La requête a été communiquée au préfet des Alpes-Maritimes, qui n'a pas produit d'observations.
Vu les autres pièces du dossier.
Vu :
- la convention européenne de sauvegarde des droits de l'homme et des libertés fondamentales ;
- le code de l'entrée et du séjour des étrangers et du droit d'asile ;
- le code des relations entre le public et l'administration ;
- la loi n° 91-647 du 10 juillet 1991 ;
- le code de justice administrative.
Le président de la formation de jugement a dispensé la rapporteure publique, sur sa proposition, de prononcer des conclusions à l'audience.
Les parties ont été régulièrement averties du jour de l'audience.

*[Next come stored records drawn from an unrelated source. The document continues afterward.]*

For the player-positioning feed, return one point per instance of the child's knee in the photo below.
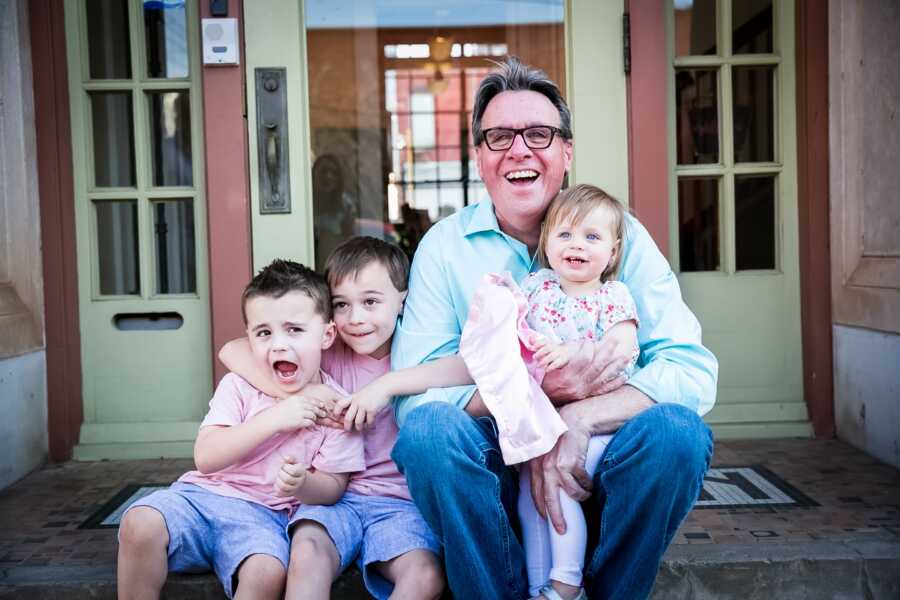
(143, 526)
(263, 573)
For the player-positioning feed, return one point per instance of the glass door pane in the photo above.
(390, 98)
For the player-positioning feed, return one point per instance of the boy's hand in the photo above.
(363, 406)
(552, 356)
(296, 412)
(290, 478)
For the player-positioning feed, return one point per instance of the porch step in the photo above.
(818, 569)
(18, 332)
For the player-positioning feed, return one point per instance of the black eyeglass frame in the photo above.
(554, 131)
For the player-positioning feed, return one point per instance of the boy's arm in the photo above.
(368, 401)
(220, 446)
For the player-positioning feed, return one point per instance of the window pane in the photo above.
(173, 229)
(165, 31)
(390, 95)
(695, 27)
(754, 222)
(754, 114)
(170, 138)
(698, 223)
(117, 246)
(751, 22)
(113, 137)
(108, 47)
(697, 116)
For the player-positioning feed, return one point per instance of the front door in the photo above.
(140, 218)
(733, 215)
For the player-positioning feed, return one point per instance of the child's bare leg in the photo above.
(314, 563)
(143, 559)
(260, 576)
(415, 575)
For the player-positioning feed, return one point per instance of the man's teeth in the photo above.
(525, 174)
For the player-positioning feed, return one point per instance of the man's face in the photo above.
(287, 337)
(366, 307)
(522, 181)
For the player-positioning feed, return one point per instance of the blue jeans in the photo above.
(648, 480)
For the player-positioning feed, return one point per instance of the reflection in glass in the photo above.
(754, 114)
(165, 31)
(695, 27)
(109, 49)
(754, 222)
(112, 128)
(697, 116)
(173, 228)
(751, 22)
(390, 99)
(170, 138)
(698, 223)
(117, 247)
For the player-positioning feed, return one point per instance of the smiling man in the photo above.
(651, 472)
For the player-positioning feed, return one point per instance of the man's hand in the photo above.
(594, 368)
(362, 407)
(290, 478)
(561, 469)
(295, 412)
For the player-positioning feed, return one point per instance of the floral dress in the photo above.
(563, 318)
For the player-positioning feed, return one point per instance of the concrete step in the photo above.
(813, 570)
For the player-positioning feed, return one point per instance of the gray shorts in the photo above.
(370, 529)
(211, 532)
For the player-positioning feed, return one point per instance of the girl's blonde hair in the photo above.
(573, 205)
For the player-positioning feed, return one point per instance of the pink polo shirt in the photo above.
(353, 371)
(324, 448)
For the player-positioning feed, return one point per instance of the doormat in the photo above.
(751, 486)
(111, 513)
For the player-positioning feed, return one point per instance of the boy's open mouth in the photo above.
(522, 177)
(284, 370)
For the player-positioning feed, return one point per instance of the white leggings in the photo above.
(549, 555)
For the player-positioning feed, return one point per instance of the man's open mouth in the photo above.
(522, 176)
(285, 370)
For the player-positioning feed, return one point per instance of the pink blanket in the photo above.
(496, 347)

Ont été entendus au cours de l'audience publique du 11 septembre 2023, le rapport de M. Pascal, président-rapporteur.
Considérant ce qui suit :
1. M. B A, ressortissant tunisien, né le 16 janvier 1987, demande au tribunal d'annuler l'arrêté du 9 mai 2023 par lequel le préfet des Alpes-Maritimes a refusé de lui délivrer un titre de séjour, lui a fait obligation de quitter le territoire français dans le délai de trente jours et a fixé le pays de destination.
Sur les conclusions à fin d'annulation :
2. Aux termes de l'article L. 423-7 du code de l'entrée et du séjour des étrangers et du droit d'asile : " L'étranger qui est père ou mère d'un enfant français mineur résidant en France et qui établit contribuer effectivement à l'entretien et à l'éducation de l'enfant dans les conditions prévues par l'article 371-2 du code civil, depuis la naissance de celui-ci ou depuis au moins deux ans, se voit délivrer une carte de séjour temporaire portant la mention " vie privée et familiale " d'une durée d'un an, sans que soit opposable la condition prévue à l'article L. 412-1 ".

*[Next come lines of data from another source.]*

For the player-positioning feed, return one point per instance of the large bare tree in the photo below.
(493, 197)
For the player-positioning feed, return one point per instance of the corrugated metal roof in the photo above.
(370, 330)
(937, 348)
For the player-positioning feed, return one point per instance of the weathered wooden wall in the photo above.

3. Pour refuser la délivrance du titre de séjour sollicité par M. A sur le fondement des dispositions de l'article L. 423-7 du code de l'entrée et du séjour des étrangers et du droit d'asile, le préfet des Alpes-Maritimes a considéré d'une part, que le requérant ne justifie pas contribuer à l'entretien et à l'éducation de sa fille et d'autre part, qu'il constituerait une menace à l'ordre public. Toutefois, il ressort des pièces du dossier, notamment de l'attestation de la mère de l'enfant, d'une facture et des photographies, que M. A justifie contribuer à l'entretien de sa fille, née le 28 février 2016, de nationalité française. En outre, si M. A est défavorablement connu des services de police pour des faits de " usage illicite de stupéfiants, détention non autorisé de stupéfiants, transport non autorisé de stupéfiants, viol, violence ayant entraîné une incapacité de travail n'excédant pas 8 jours, vol par effraction, arrestation, enlèvement, séquestration ou détention arbitraire suivie d'une libération avant le 7ème jour, recel de bien provenant d'un vol, escroquerie, usage, violence commise en réunion sans incapacité ", ces faits non datés, dont il ne ressort pas des pièces du dossier qu'ils auraient conduit à des condamnations par le juge judiciaire, ne sauraient, à eux seuls, constituer une menace à l'ordre public. Par suite, au regard de l'ensemble de ces éléments, la décision refusant à M. A la délivrance d'un titre de séjour sur le fondement de l'article L. 423-7 du code de l'entrée et du séjour des étrangers et du droit d'asile est entachée d'une erreur manifeste d'appréciation.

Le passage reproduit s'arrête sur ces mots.